Up from Slavery is the autobiography of Booker T. Washington detailing his work to rise from the position of a slave child during the Civil War, to the difficulties and obstacles he overcame to get an education at the new Hampton University, to his work establishing vocational schools—most notably the Tuskegee Institute in Alabama—to help black people and other disadvantaged minorities learn useful, marketable skills and work to pull themselves, as a race, up by the bootstraps. He reflects on the generosity of both teachers and philanthropists who helped in educating blacks and native Americans.
He describes his efforts to instill manners, breeding, health and a feeling of dignity to students. His educational philosophy stresses combining academic subjects with learning a trade (something which is reminiscent of the educational theories of John Ruskin). Washington explained that the integration of practical subjects is partly designed to reassure the white community as to the usefulness of educating black people.

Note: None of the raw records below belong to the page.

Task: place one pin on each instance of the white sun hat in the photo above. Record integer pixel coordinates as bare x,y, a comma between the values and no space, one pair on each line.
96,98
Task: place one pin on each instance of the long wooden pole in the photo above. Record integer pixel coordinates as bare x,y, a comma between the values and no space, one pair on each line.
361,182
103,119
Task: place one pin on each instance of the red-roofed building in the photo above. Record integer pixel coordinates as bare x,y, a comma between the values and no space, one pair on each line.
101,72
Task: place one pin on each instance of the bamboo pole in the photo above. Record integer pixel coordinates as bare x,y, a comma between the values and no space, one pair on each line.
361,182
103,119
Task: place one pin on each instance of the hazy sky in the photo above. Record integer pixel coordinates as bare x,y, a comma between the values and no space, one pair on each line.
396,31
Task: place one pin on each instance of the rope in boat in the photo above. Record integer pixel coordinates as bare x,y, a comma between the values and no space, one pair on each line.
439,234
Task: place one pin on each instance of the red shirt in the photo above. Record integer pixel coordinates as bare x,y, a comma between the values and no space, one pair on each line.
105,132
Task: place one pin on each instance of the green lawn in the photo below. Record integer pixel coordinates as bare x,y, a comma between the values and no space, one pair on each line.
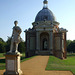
58,64
2,61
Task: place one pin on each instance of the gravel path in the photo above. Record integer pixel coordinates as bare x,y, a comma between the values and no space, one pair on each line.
37,65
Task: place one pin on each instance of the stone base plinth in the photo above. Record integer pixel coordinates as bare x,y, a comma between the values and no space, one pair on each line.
13,64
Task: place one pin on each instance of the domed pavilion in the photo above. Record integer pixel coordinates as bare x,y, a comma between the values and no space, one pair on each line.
45,37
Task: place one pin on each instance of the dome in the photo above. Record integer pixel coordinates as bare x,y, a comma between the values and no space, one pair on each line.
45,14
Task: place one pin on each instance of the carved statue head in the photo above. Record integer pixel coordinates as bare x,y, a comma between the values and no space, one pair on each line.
15,22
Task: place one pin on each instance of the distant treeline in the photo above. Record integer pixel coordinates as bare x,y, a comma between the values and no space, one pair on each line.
5,46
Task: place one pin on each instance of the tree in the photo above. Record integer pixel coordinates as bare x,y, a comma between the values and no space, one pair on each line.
71,46
21,47
2,45
8,43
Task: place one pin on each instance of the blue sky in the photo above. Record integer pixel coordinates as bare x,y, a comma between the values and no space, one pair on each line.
25,11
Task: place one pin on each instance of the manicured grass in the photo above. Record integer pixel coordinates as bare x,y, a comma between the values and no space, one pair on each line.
64,65
2,61
1,55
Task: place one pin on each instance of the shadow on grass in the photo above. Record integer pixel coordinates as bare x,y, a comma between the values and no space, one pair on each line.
69,55
2,60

This text, while certainly a biography of his life, is in fact an illustration of the problem facing African Americans by detailing the problems of one. By showing how he has risen from servitude to success, he demonstrates how others of his race can do the same, as well as how sympathizers can aid in the process.

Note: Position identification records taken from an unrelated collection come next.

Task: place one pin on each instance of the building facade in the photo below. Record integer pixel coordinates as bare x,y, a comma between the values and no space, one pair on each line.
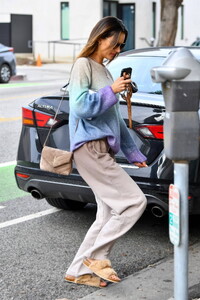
57,30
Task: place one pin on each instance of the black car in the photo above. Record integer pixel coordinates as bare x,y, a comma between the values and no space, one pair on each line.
7,63
148,109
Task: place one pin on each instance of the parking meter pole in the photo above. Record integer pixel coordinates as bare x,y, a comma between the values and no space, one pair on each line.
181,171
180,79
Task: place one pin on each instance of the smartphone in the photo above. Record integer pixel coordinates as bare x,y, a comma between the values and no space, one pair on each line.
126,71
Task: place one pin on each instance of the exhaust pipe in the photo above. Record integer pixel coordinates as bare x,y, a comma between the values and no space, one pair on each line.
158,211
36,194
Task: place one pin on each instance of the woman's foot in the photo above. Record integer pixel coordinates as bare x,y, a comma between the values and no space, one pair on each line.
87,279
102,268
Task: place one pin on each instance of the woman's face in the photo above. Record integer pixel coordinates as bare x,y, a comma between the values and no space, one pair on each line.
106,49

Nineteenth-century African American businessman, activist, and educator Booker Taliaferro Washington's Up from Slavery is one of the greatest American autobiographies ever written. Its mantras of black economic empowerment, land ownership, and self-help inspired generations of black leaders, including Marcus Garvey, Elijah Muhammad, Malcolm X, and Louis Farrakhan. In rags-to-riches fashion, Washington recounts his ascendance from early life as a mulatto slave in Virginia to a 34-year term as president of the influential, agriculturally based Tuskegee Institute in Alabama. From that position, Washington reigned as the most important leader of his people, with slogans like "cast down your buckets," which emphasized vocational merit rather than the academic and political excellence championed by his contemporary rival W.E.B. Du Bois. Though many considered him too accommodating to segregationists, Washington, as he said in his historic "Atlanta Compromise" speech of 1895, believed that "political agitation alone would not save [the Negro]," and that "property, industry, skill, intelligence, and character" would prove necessary to black Americans' success. The potency of his philosophies are alive today in the nationalist and conservative camps that compose the complex quilt of black American society.